In 2003, he became the first general manager for marketing at Yahoo! Japan. In this capacity, he appeared on variety programs for Fuji Television, wherein he gave commentary on Yahoo! search rankings and keywords. In 2008, he became the chairman of Myspace Japan. As social networking services experienced a boom in Japan with the arrival of Facebook and the rapid growth of the Japanese social networking service Mixi, Myspace Japan was supportive in expanding the Japanese music market globally.

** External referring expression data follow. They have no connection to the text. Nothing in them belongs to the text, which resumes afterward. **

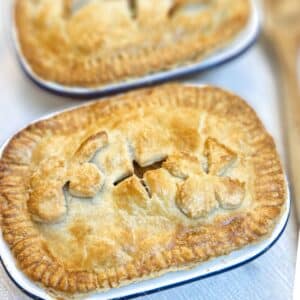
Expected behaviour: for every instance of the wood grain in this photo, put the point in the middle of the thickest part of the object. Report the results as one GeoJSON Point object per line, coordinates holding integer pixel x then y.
{"type": "Point", "coordinates": [282, 30]}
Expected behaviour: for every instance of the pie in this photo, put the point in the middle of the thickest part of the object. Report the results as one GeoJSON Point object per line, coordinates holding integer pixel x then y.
{"type": "Point", "coordinates": [137, 185]}
{"type": "Point", "coordinates": [97, 42]}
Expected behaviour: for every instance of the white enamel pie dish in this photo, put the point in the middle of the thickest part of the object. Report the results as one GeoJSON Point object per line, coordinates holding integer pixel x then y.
{"type": "Point", "coordinates": [232, 50]}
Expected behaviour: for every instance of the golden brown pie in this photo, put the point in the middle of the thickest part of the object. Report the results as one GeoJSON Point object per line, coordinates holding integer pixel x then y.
{"type": "Point", "coordinates": [106, 41]}
{"type": "Point", "coordinates": [137, 185]}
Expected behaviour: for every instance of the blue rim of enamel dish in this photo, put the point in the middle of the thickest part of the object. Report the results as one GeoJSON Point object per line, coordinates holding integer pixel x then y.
{"type": "Point", "coordinates": [216, 59]}
{"type": "Point", "coordinates": [173, 285]}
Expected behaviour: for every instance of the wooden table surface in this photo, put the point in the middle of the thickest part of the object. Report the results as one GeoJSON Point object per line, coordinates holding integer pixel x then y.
{"type": "Point", "coordinates": [268, 277]}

In 2010 he became involved in the development of SoftBank's social network and music streaming service. In 2011 he became a director of Bharti SoftBank Holdings, a joint venture between SoftBank and Bharti Enterprises, whose flagship company Bharti Airtel is one of the largest mobile network operators globally. This joint venture invested in the instant messaging application Hike Messenger, which became the youngest startup in India to reach unicorn status with a value of $1.4 billion. In 2012 he became the Managing Executive Director and Head of the Global Business Strategy Department of SoftBank Mobile, where he was involved in the expansion of its mobile business in the United States and Southeast Asia.

In 2016 he became involved with Mistletoe, a Japanese entrepreneurial ecosystem builder led by Taizo Son, and in 2017 he became the managing director of Mistletoe Singapore. In 2023, he and Son co-founded The Edgeof, an ecosystem builder and venture capital entity with the aim of creating a support environment for startups that envision solving current social problems. In April 2023 The Edgeof and SoftBank announced that an agreement was reached wherein The Edgeof would acquire SoftBank Ventures Asia, a wholly owned SoftBank subsidiary, to establish a pan-Asian ecosystem for pioneering startups.